UPDATE: we tried Franklin’s method with some St. Louis style ribs and were very happy with the result. Photo at the bottom of this post.
Spare ribs were on sale over Father’s Day, so I decided to give them a try. I have smoked many a brisket, a few turkeys, an occasional chicken and a slab or two of salmon but for some reason never pork ribs. I decided to rely on Aaron Franklin’s guidance, which is generously available on the web and in his Meat-Smoking Manifesto cookbook (affiliate link).
Franklin starts by trimming the store bought rack of ribs, something the home cook might skip because the rack looks pretty good as it comes out of the cryovac. But there’s a big sideways sternum bone and cartilage network at the wide end of the rack; it’s easy to slice out and will make for much easier slicing of the individual ribs after smoking.
He also looks for little bits of meat or bone that might protrude from the surface of the rack. These will burn and won’t be edible, so off they go. I dumped the pork scraps into the beans I was making as a side dish, so no waste. But I failed to remove the skirt meat on the bone side per Aaron’s instructions, which was a big mistake: the meat would turn out charred and inedible.

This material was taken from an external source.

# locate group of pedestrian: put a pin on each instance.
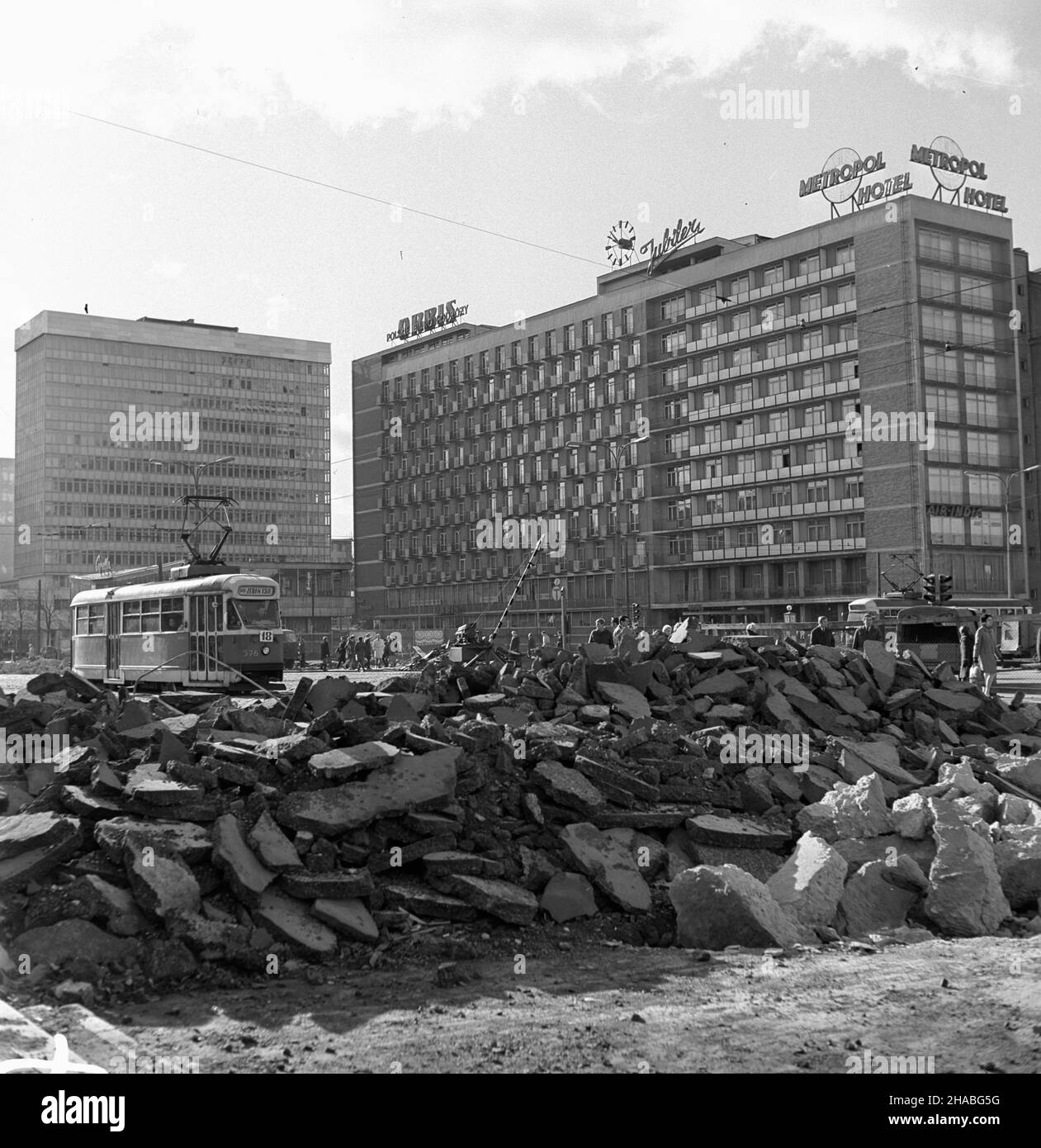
(355, 651)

Because the rib rack is a thin piece of meat, you need to be careful to give it a long smoke without overcooking it. Aaron Franklin wants you to keep the smoker temperature at 270 maximum, which was easy to do in my Weber Bullet: that’s actually close to the interior temp when I have a good charcoal/soaked wood fire and the vents opened up about halfway.

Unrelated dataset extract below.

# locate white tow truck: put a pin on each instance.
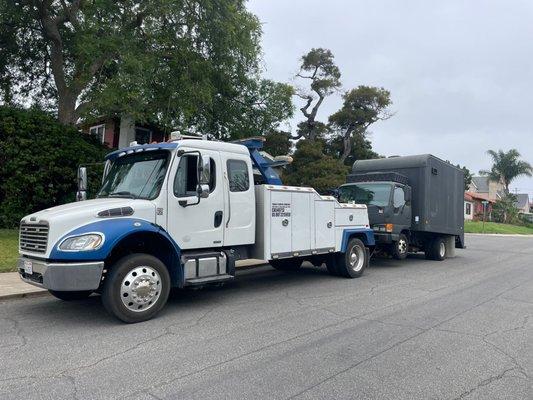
(180, 214)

The master wants you to prep the meat before it goes on the fire with a slather of yellow mustard or other agent (I used mustard and the taste did indeed disappear when the ribs were done) and 2:1 pepper:salt rub. I had a problem with the upright Weber because you can’t fit two full pork racks on one Weber rack so the second went on the top shelf usually reserved for side dish smoking like cheese or beans.

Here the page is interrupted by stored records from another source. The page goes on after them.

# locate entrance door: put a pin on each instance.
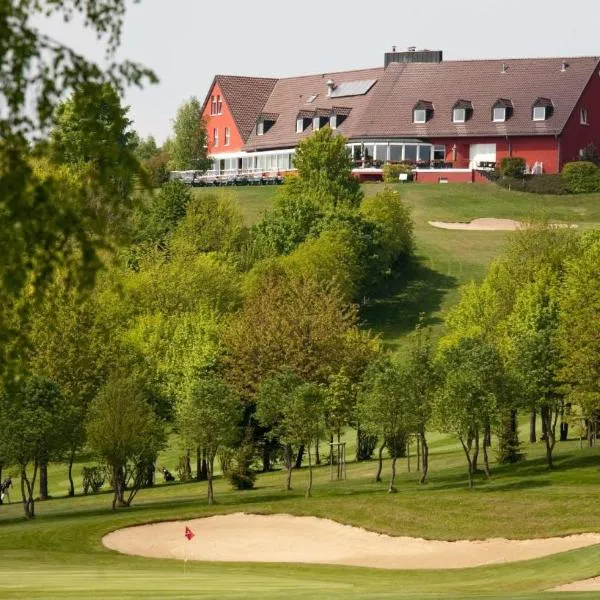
(479, 153)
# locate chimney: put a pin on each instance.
(330, 87)
(412, 55)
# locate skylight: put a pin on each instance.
(353, 88)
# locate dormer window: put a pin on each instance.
(542, 109)
(501, 111)
(462, 111)
(422, 112)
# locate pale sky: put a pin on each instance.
(187, 42)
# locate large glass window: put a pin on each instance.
(395, 153)
(425, 153)
(410, 152)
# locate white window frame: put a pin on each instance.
(496, 118)
(544, 114)
(459, 111)
(420, 111)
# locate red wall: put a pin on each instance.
(220, 122)
(531, 148)
(576, 136)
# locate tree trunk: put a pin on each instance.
(289, 465)
(309, 488)
(532, 424)
(469, 462)
(424, 457)
(391, 488)
(71, 483)
(379, 463)
(549, 435)
(210, 467)
(44, 481)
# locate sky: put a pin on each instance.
(187, 42)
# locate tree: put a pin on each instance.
(578, 333)
(33, 428)
(124, 432)
(209, 418)
(294, 410)
(38, 71)
(189, 149)
(469, 396)
(324, 170)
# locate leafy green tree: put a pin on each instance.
(209, 418)
(387, 211)
(578, 334)
(33, 426)
(124, 432)
(471, 391)
(294, 411)
(189, 146)
(37, 72)
(324, 172)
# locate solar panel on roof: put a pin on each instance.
(353, 88)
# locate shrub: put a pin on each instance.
(581, 177)
(512, 166)
(392, 172)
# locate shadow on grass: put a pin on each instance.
(412, 290)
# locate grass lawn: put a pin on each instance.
(60, 555)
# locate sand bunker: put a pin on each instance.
(588, 585)
(287, 539)
(490, 225)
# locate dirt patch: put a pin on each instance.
(286, 539)
(490, 225)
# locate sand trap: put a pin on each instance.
(587, 585)
(489, 225)
(286, 539)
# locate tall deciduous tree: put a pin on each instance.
(189, 148)
(124, 432)
(209, 417)
(33, 424)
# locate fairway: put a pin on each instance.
(60, 554)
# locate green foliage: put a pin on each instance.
(512, 166)
(164, 212)
(33, 429)
(581, 177)
(391, 172)
(324, 172)
(124, 432)
(392, 216)
(188, 150)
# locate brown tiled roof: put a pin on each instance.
(289, 99)
(385, 111)
(245, 97)
(389, 113)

After they shrunk, I was able to fit both on the lower rack. This was also when I moistened each rack with a 50/50 mix of Franklin’s barbecue sauce* and cider vinegar. (Start on the bone side, give it 10 minutes, then sauce the presentation side and leave it facing up when you wrap.) I foolishly lost track of which was which but I think the top rack-ribs came out better than the ones below, which got charred in a couple of places.
After three hours of smoking, Aaron advises you to wrap the meat and put it back on the fire for another 2-3 hours. (He is obsessive about doing a good wrap and shows multiple photos of a pretty self-explanatory process on his Masterclass page. The main thing is to use a wide roll of heavy duty aluminum foil and be generous with it.) My fire was dying so I decided to do the final cook in the oven in my oven, like I do my brisket. I set the heat to 300 which was too high; should have kept it at 270. All this meant that a good amount of outside meat was charred and unappealing, but maybe 80% of it was great.
Looking to repeat the good parts of this experience and avoid the mistakes, I picked up a couple more rib racks to smoke on the 4th of July. This time I chose St. Louis style ribs, a cut Franklin does not approve of because he feels they are over trimmed, but that also means you’re not paying for meat that’s trimmed off. And best of all for my purposes, two racks will fit one one rack of my Weber.
*Franklin’s sauce is quite similar in flavor to our own Texas-style sauce, recipe here.
We did follow up using the same method with some St. Louis style ribs and got the above result. The tenderness was 5/5 on the KCBBQ scale: still on the bone yet ready to fall off as soon as you bite into the meat.